Parkinson's disease: wearable sensors to track symptoms
School of Engineering scientists have developed algorithms that, combined with wearable sensors, could help clinicians to monitor the progression of Parkinson’s disease and assess the effects of medications commonly used by people with this neurodegenerative disorder.
Parkinson’s disease affects neurons in an area of the brain that controls movement, causing tremors, difficulty walking and other motor problems. Doctors caring for people with Parkinson’s disease need to be able to assess the severity of the symptoms and alter the doses of medications that reduce such symptoms. To do so, clinicians rely on a handful of tests, such as those that measure gait speed — or how fast people walk. However, these tests are typically conducted in the clinic once every few months, and results can be affected by several factors including the experience of the person conducting the assessment.
Scientists have known that gait speed in real-life conditions is a better proxy for assessing the mobility of people with Parkinson’s disease. Gait speed is often said to be the sixth vital sign, just as important as blood pressure and heart rate, and it is crucial for people’s independence in performing daily activities such as housekeeping and shopping. Gait speed has been also linked to life expectancy. “If you walk faster, you can expect to have a longer life,” says Kamiar Aminian, a Professor with the Institute of Bioengineering and the Director of the Laboratory of Movement Analysis and Measurement at EPFL.

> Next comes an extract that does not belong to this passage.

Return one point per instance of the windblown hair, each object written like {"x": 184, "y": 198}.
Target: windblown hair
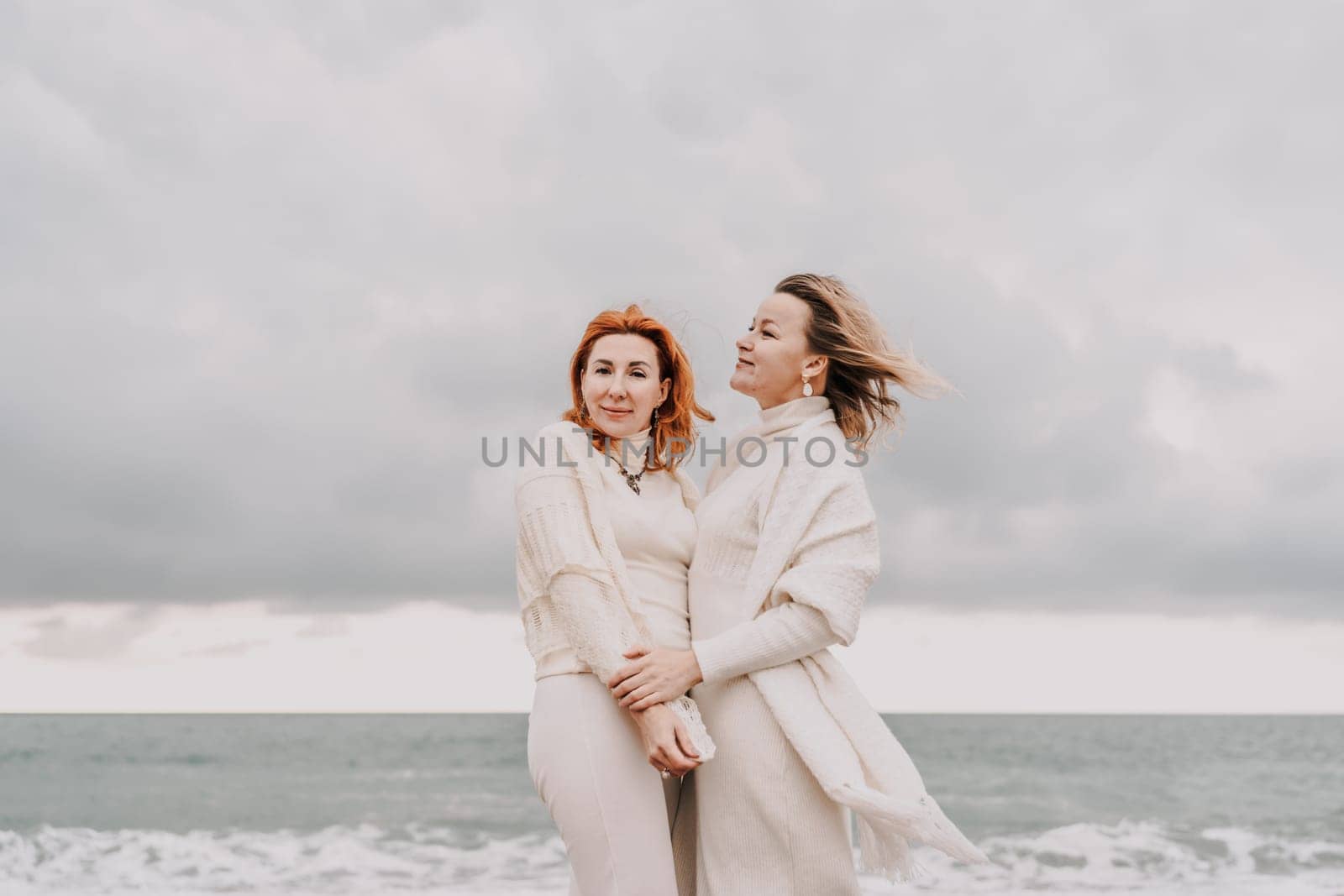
{"x": 675, "y": 414}
{"x": 862, "y": 364}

So, Aminian and his colleagues set out to analyze how gait speed is affected in Parkinson’s. The Centro Hospitalar Universitário do Porto in Portugal, which is a partner of the project, recruited 27 people with Parkinson’s disease and provided each of them with a foot-worn sensor that recorded how fast they walked. During the clinical assessment, the researchers asked patients to do two types of walking tests: in one, people had to walk for 20 meters in a straight line; in another test, they were asked to walk in circles for five times. The walking tests were done when patients were on a medication that reduces motor problems, and then they repeated when individuals were off the medication. Based on data collected from the sensors, Aminian’s team at EPFL calculated the average and the fastest gait speed for each individual.
“Daily activities can give us more information and tell us what is happening in real life, so we asked the patients to go home and wear the sensor for one day,” says study lead author Arash Atrsaei, a PhD student in Aminian’s group. Using reliable algorithms that analyze motion data from the sensors, the researchers were able to monitor patients’ gait speed around the clock and in an objective manner.
The team found that, on average, patients have the same walking speed at home and in the clinic. The analysis also suggested that people tended to move at a slower pace during short walking bouts, for example when they took a few steps and then stopped to do a different task, and at a faster pace during walking bouts that lasted more than one minute and occurred mostly outdoors.
During daily activities, some patients walked even faster than the maximum speed at which they walked in the clinic. These so-called ‘exceptional strides’ typically occurred between 30 minutes and three hours after patients had taken their medication, the researchers found. “We can really see the effects of medication by measuring the gait speed,” Atrsaei says. The study was published in npj Parkinson’s Disease.
The findings suggest that monitoring gait speed during daily activities with wearable technology could help doctors to optimize medication dosages depending on motor symptoms of individual patients. What’s more, Atrsaei says, the sensors and the dedicated algorithms allow clinicians to monitor patients remotely, which could help to protect vulnerable people in situations such as the coronavirus pandemic.